The UCI has said it presented Berdimuhamedov with the UCI Order in recognition of his country’s commitment to the sport.
"Turkmenistan was behind the United Nations’ creation of the annual World Bicycle Day, which celebrated its third edition on June 3," a UCI spokesperson said in a statement to insidethegames.
"The UCI presented an award to the President of Turkmenistan Gurbanguly Berdimuhamedov in recognition of his country’s commitment to our sport through world-class competitions, mass participation events and the promotion of cycling for all.
"The UCI Order is the highest distinction awarded by the UCI.
"It is in principle reserved for political personalities who have shown a particular commitment to cycling.
"Several leaders have been awarded the UCI Order since its creation in 2004."
The 2021 World Track Cycling Championships is set to take place in Ashgabat.

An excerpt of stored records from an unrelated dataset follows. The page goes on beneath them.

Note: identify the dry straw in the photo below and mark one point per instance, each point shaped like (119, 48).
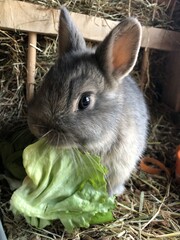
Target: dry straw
(150, 208)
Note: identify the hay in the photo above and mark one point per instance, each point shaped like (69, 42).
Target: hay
(149, 209)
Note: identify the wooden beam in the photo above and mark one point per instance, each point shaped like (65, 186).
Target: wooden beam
(23, 16)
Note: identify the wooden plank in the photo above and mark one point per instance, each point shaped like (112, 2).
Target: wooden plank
(35, 18)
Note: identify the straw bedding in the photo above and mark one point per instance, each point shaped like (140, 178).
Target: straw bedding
(150, 207)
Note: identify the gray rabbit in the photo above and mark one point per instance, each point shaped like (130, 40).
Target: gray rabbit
(87, 100)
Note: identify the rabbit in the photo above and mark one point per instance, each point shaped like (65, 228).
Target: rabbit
(88, 100)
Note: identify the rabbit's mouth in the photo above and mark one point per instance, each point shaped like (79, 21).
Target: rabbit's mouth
(60, 139)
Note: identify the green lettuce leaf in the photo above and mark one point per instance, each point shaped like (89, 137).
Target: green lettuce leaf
(62, 184)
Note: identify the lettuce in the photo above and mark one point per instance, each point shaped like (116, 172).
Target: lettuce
(62, 184)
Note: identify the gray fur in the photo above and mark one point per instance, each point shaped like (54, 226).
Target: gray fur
(114, 126)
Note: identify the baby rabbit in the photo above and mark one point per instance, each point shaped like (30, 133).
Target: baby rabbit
(87, 100)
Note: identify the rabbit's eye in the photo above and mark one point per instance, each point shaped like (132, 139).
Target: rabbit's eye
(84, 101)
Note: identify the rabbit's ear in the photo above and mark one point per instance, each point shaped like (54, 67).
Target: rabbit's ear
(69, 37)
(118, 52)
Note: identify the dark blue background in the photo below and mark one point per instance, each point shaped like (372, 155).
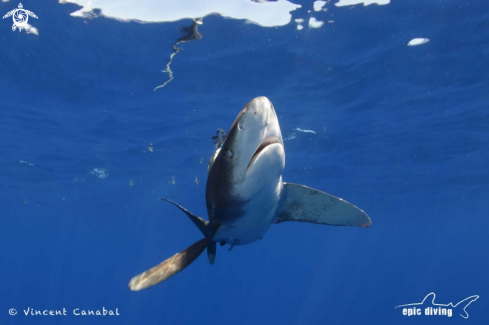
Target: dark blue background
(401, 132)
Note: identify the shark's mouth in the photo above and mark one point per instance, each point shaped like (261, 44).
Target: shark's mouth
(265, 143)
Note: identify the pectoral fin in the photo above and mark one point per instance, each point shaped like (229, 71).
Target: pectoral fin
(171, 266)
(302, 203)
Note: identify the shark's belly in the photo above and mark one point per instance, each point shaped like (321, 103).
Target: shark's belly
(255, 219)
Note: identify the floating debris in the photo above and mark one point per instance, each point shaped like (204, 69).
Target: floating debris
(418, 41)
(313, 23)
(25, 162)
(190, 34)
(318, 5)
(101, 173)
(305, 131)
(342, 3)
(291, 137)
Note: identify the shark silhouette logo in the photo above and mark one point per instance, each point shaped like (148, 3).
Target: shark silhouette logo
(430, 308)
(20, 17)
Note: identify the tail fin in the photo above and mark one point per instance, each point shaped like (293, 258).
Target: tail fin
(171, 266)
(464, 304)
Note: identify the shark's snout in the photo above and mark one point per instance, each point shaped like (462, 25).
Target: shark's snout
(256, 115)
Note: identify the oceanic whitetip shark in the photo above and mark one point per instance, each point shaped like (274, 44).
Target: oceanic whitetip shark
(245, 194)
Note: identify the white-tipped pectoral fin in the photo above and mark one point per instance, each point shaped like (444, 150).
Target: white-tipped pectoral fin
(305, 204)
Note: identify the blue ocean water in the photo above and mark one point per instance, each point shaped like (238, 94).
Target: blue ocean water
(87, 148)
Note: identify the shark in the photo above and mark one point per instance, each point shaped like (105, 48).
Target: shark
(245, 194)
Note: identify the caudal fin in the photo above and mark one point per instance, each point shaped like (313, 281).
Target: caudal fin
(464, 304)
(171, 266)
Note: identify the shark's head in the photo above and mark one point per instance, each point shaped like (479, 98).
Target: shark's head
(253, 142)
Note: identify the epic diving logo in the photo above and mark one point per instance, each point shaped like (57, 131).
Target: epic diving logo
(20, 17)
(428, 308)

Ashgabat was awarded the event in 2018 and will become the third Asian host of the flagship Championship.
Maebashi in Japan and Hong Kong have previously welcomed riders in 1990 and 2017 respectively.
The velodrome in Ashgabat was among the facilities constructed for the 2017 Asian Indoor and Martial Arts Games (AIMAG).
Ashgabat has since hosted the World Weightlifting Championships in 2018.
The UCI added that the governing body’s core mission is to "contribute to the development of cycling throughout the world in all its forms, which means as a popular competitive sport, healthy leisure activity and a sustainable means of transport."
“Regarding sport at a high level across our eight disciplines (road cycling, track cycling, mountain bike, BMX Racing, BMX Freestyle, cyclo-cross, trials and indoor cycling), we strive to ensure our events reflect the geographic diversity of our 196 National Federations,” the UCI said.
“This can be seen with the staging of next year’s UCI Track Cycling World Championships presented by Tissot in Turkmenistan, member country of the Asian Cycling Confederation (ACC).
“The UCI, via its training and education centre, the UCI World Cycling Centre, will accompany the men's and women's national teams of Turkmenistan, as well as the country's National Commissaires, with a view to the 2021 UCI Track Cycling World Championships as well as the UCI Juniors Track Cycling World Championships being held the same year.
“The 2021 edition of the UCI Track Cycling World Championships in Turkmenistan’s capital, on the ultra-modern Velodrome at the Ashgabat Sports Complex, which was inaugurated in 2017, is part of the long tradition of the Worlds organised outside Europe.
“An Olympic discipline since the beginning of the modern era of the Olympic Games, track cycling continues its internationalisation, as highlighted recently by the participation figures – 352 athletes and 45 nations – at the last UCI World Championships in Berlin, Germany.
“Concerning cycling for all, we encourage and support all initiatives aiming to promote cycling.
“It has been widely proven that the development of the use of the bicycle benefits society.
“It makes it possible, among other things, to improve people's health and to combat pollution and other excesses caused by the uncontrolled growth of automobile traffic.
“Through its Solidarity Programme, the UCI will participate in the development of cycling in the country, particularly in schools.”